M-PESA revenue recorded strong performance growing 45.8 percent following the return of person to person and Lipa Na M-PESA transactions below Sh1, 000 beginning January 2021. Total transaction value grew 51.5 percent to Sh 13.7trillion.
In March last year, the country’s apex bank, the Central Bank of Kenya (CBK) announced emergency measures to facilitate increased use of mobile money transactions instead of cash, as a way to curb the virus spread.
The directive saw all M-Pesa transactions of up to Sh1, 000 discharged at no cost. Kenyans sent a high of Sh4.4 trillion for free when the waiver of fees subjected to such transactions were announced between March 16 and December 31 last year on the platform.
“Innovation in digital financial services has been a key growth driver for M-PESA. We continue leveraging on technological innovation to enhance access to financial services for consumers and enterprise customers,” said Safaricom’s Chief executive Peter Ndegwa.
Also felt to have contributed to the firm’s impressive earnings, is improving consumer confidence and business activity boosted by COVID-19 vaccination efforts as well as positive macro-economic projections by the World Bank which forecast the GDP to rebound strongly at 6.3 percent by December 2021.
“In spite of the past year being one with far-reaching changes and extraordinary circumstances given the pandemic, the board is encouraged by the business resilience and recovery trajectory marked by a return to near normalcy,” commented Safaricom’s Board Chairman Michael Joseph.
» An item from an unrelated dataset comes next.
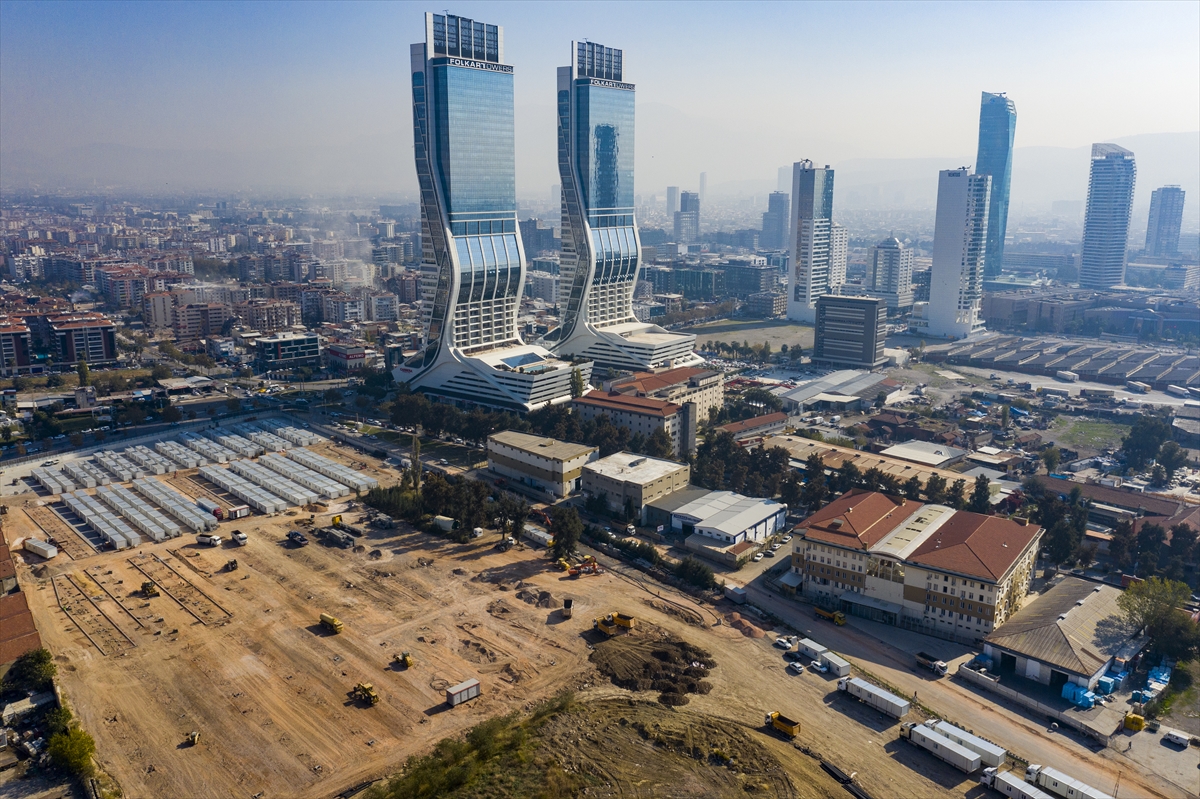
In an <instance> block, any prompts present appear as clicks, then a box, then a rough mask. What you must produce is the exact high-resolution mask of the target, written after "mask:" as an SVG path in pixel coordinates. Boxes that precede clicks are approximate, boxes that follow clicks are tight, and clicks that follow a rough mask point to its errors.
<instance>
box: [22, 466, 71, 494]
mask: <svg viewBox="0 0 1200 799" xmlns="http://www.w3.org/2000/svg"><path fill="white" fill-rule="evenodd" d="M30 475H31V476H32V477H34V480H36V481H37V482H38V483H40V485H41V486H42V488H46V489H47V491H48V492H50V493H52V494H61V493H62V492H65V491H74V483H73V482H71V479H70V477H67V476H66V475H64V474H62V473H61V471H59V470H58V469H43V468H41V467H38V468H36V469H34V470H32V471H30Z"/></svg>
The operator has however, highlighted a host of barriers to its operations, citing increasing regulatory scrutiny, taxation- adjusted excise duty on telco products, looming general elections and political risk as well as mounting pressure on currency and consumer spending due to rising inflation, as some of its fears.
Other include the ongoing conflict and civil unrest in Ethiopia in what the company fears will disrupt its operations in the populous nation.
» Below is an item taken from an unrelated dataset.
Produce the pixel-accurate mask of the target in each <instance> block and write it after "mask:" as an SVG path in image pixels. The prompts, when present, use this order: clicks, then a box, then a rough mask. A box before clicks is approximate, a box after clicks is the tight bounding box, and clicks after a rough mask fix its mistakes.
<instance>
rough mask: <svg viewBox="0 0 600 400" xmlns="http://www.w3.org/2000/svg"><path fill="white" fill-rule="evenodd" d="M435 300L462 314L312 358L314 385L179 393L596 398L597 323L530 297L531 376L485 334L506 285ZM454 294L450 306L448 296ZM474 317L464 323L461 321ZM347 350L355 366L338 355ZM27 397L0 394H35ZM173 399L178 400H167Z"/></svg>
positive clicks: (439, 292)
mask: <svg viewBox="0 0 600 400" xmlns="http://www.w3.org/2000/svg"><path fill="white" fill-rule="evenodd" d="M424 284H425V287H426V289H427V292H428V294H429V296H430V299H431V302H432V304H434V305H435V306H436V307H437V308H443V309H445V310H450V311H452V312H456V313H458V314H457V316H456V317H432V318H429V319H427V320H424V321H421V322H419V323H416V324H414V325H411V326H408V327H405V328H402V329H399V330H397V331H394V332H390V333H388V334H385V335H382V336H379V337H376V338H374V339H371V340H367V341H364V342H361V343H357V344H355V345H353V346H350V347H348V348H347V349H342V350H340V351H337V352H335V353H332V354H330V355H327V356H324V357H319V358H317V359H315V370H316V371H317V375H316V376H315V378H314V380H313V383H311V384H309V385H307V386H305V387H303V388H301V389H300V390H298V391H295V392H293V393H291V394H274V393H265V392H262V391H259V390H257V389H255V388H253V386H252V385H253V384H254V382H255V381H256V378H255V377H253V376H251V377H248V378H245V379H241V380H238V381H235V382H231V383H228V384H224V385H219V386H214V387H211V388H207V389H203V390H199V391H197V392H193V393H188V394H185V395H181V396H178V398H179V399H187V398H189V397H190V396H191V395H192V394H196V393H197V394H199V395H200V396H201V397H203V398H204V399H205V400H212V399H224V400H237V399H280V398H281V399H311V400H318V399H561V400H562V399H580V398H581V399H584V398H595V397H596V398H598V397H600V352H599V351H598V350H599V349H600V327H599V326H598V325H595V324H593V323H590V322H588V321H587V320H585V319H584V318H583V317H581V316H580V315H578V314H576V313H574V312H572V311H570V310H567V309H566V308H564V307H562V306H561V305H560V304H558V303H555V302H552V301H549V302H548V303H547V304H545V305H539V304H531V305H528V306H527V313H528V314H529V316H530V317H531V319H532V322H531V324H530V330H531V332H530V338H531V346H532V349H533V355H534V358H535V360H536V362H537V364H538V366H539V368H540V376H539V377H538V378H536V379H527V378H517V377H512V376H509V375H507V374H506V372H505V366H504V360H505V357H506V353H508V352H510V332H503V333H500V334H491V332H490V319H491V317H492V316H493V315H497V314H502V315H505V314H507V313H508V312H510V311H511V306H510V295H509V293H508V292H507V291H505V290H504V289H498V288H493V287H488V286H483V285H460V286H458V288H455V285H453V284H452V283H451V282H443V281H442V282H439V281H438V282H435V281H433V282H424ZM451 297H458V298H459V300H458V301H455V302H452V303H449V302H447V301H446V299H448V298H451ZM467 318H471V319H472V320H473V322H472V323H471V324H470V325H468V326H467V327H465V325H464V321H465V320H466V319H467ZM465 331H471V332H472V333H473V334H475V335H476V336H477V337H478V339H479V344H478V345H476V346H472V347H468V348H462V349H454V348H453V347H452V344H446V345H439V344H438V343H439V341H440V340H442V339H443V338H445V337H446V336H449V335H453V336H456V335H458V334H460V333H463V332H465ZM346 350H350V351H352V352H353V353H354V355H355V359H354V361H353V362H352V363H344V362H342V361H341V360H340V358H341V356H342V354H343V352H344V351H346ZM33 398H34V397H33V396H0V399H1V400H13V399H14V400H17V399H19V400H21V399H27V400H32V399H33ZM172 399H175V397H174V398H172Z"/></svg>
Safaricom on Tuesday evacuated some of its employees to Nairobi using commercial flights with more others scheduled to arrive in the country this week.
The telco, alongside other partners is seeking to start Ethiopia operations next year, and will then gradually reduce Kenyan expertise and build the local workforce as the business grows.
The debate around the firm’s market dominance also threatens to expose its brand image, even though Safaricom has a huge backing from the regulators Communications Authority (CA) and Competition Authority of Kenya (CAK) amid protest from smaller player.
Last week for instance, rival subscriber Airtel Kenya Airtel claimed that CA’s unwillingness to declare Safaricom a dominant provider, had made it difficult for the company to compete commercially in the sector.
In a 15-page presentation to the Senate Committee on ICT, the operator also accused CA of intentionally subscribing favours to Safaricom in spectrum allocation, despite heavily investing on the network to improve customer experience.